I am very proud of my age set, and every time I remember our colourful initiation ceremony, I feel like I am real Maasai. I went to Kimana Primary School where I sat my national examinations to mark the end of primary school education. I then joined Kimana Secondary School and graduated in 2002. I really wanted to go to college and study something about wildlife conservation. I applied for course at the Kenya Wildlife Service college in Naivasha. Unfortunately, due to lack of money for school fees, I never joined the college. I did not give up. I began to participate in activities that aimed at supporting my community. I have been passionate in educating my community on the need to send children to school, dangers of female genital mutilation (FGM) and wildlife conservation. My active engagement in these community activities motivated elders in my community to ask me to run for an elective political position of the Member of the County Assembly (MCA) for Kimana Ward in 2013. Although I did not win, I am happy that I tried. I have attended various short courses offered by various NGOs working in my area. I started supporting researchers from the School for Field Studies – Centre for Wildlife Management Studies, as a research assistant and local guide. In 2019, I met Richard Kiaka, when he started working in the Amboseli area as a researcher. I have continued to support him in his research with enthusiasm. As research companions, we have had our good moments and difficult experiences that are worth sharing. I have also learnt a lot from him. I am also a pastoralist. I keep goats and cattle. I go through the daily experiences of Maasai pastoralists in Amboseli area – e.g. looking for grazing during drought, worrying of livestock predation by lions and hyenas, fluctuating livestock markets and so on and so forth.

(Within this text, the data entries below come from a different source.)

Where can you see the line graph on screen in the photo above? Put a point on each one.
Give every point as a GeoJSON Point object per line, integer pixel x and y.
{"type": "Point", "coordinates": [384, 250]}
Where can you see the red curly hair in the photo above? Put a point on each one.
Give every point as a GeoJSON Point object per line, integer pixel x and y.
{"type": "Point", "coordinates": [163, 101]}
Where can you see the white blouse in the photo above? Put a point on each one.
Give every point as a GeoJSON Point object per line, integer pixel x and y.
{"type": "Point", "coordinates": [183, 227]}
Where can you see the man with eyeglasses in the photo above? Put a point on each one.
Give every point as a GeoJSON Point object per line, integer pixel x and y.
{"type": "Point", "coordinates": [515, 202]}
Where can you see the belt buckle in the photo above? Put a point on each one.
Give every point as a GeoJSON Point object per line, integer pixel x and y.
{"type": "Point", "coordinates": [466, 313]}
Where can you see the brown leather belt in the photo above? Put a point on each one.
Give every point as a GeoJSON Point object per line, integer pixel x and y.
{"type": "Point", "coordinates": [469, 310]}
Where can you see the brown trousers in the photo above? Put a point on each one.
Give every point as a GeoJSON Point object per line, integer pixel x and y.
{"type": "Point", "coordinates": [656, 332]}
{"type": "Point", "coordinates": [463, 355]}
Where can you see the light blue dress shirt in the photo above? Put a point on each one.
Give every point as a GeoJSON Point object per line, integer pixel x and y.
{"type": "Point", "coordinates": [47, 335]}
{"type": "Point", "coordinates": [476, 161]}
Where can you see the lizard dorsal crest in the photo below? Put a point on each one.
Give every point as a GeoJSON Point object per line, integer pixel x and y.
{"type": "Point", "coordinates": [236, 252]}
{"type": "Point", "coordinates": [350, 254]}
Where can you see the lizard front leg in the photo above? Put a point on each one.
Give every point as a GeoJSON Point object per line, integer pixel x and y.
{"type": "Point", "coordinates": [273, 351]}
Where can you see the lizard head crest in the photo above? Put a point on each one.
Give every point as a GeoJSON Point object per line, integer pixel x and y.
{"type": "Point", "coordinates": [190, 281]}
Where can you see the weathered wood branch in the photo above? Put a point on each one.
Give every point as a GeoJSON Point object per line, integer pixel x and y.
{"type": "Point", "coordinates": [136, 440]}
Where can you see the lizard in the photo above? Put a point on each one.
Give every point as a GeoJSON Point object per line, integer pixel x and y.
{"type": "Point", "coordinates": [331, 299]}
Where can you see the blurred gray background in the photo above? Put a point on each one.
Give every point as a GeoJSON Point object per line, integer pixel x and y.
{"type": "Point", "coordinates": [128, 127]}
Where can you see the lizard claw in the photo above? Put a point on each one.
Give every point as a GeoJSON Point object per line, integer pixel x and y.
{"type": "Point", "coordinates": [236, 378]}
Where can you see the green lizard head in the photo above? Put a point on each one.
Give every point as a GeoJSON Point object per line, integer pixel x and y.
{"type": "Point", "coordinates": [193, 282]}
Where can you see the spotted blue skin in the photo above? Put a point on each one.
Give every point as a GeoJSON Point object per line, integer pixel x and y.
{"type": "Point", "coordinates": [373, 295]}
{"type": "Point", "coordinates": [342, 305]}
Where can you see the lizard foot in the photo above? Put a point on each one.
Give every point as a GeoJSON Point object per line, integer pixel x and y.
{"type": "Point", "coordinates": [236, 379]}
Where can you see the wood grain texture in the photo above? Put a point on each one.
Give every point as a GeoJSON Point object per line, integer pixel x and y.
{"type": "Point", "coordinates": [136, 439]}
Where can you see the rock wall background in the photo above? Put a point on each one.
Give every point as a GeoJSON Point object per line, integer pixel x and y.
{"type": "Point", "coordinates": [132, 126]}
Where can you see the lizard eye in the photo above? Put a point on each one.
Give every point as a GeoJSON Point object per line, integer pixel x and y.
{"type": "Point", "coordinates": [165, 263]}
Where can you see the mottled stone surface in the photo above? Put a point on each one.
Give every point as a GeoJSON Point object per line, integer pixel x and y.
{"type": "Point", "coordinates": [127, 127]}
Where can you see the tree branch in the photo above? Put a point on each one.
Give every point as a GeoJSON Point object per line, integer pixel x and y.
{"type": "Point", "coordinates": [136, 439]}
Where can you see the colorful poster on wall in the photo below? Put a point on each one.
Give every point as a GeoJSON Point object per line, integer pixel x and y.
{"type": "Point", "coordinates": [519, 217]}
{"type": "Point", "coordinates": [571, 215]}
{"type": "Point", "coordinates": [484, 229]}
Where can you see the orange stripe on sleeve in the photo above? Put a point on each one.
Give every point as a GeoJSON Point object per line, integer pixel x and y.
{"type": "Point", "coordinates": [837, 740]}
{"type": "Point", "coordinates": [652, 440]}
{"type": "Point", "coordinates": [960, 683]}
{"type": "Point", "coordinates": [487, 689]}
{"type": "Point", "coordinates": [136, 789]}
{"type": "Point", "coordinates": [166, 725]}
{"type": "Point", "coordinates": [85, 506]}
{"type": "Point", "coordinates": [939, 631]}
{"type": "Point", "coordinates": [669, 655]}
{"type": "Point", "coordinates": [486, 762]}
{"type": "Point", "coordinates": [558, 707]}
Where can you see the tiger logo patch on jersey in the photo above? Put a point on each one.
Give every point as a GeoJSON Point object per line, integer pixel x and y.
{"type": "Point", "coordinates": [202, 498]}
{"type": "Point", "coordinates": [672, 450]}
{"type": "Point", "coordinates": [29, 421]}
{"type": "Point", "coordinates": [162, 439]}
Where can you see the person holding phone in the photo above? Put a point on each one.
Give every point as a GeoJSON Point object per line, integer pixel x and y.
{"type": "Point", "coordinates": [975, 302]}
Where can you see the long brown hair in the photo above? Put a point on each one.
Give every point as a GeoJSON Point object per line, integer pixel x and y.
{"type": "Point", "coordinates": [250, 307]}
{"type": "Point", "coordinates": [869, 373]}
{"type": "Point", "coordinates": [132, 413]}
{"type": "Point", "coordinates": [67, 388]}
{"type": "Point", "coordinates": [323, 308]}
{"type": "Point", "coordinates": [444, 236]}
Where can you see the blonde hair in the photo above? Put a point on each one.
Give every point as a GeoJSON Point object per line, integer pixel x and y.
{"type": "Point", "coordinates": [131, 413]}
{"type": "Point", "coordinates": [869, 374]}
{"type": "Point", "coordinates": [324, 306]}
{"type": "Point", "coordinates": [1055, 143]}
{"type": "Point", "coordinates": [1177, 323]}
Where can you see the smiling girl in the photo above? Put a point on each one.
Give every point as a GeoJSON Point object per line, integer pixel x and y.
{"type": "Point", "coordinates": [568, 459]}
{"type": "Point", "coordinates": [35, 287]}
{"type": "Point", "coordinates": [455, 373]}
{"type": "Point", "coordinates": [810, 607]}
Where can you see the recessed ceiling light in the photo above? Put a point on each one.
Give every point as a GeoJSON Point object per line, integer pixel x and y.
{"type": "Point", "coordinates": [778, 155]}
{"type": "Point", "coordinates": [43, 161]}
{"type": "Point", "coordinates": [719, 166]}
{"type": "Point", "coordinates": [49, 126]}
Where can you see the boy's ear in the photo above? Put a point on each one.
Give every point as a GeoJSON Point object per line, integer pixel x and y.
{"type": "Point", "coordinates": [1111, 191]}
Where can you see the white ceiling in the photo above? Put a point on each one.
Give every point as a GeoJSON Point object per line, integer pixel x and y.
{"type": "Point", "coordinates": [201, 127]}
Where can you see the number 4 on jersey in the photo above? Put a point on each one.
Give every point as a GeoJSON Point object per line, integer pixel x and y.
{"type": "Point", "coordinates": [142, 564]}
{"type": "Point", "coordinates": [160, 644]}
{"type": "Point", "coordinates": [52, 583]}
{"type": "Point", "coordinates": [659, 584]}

My name is Beatrice Lantai Taiko and I am a Maasai woman, born in 1972 in Toroka village in what is today known as Kajiado County. I was born into a polygamous family. My father, who was the last-born of his mother, had six wives. From my youth, my elders taught me to know the Maasai social structure very well in order to avoid incest within sub-clans and to uphold respect within and across age sets. Therefore, I belong to a Maasai clan called laitayok lo siria. My mom came from kekonyokie clan and I am married into olkeleyiai age set. I started my education at Magadi Primary School. These were the days when it was very hard for Maasai girls to be taken to school by their parents. My parents, on the contrary, took me to school. Because my parents were formerly employed, they took me to Rombo Girls’ Boarding School. In 1987, I joined Moi Girls’ Isinya for two years and transferred to Kajiado Central School, where I completed my O’ level school. I then joined a college in Nakuru to pursue Secretarial and Computer studies.

I was employed in a donor-funded government program – Arid and Semi-arid Rural Lands Development Program. I was the program coordinator for Loitoktok Division. When the project ended, I went on to work for the electoral commission and several other NGOs in my area. Today, I am a community mobilizer, especially on activities that promote the right of children, gender equality, eliminate female genital mutilation (FGM) and reproductive health for Maasai women and young girls. I am also a paralegal in my area. Besides all these, I am a mother of four children and an agro-pastoralist. It has been three years since I started working with Richard in research in my village. Supporting research is both fun and challenging.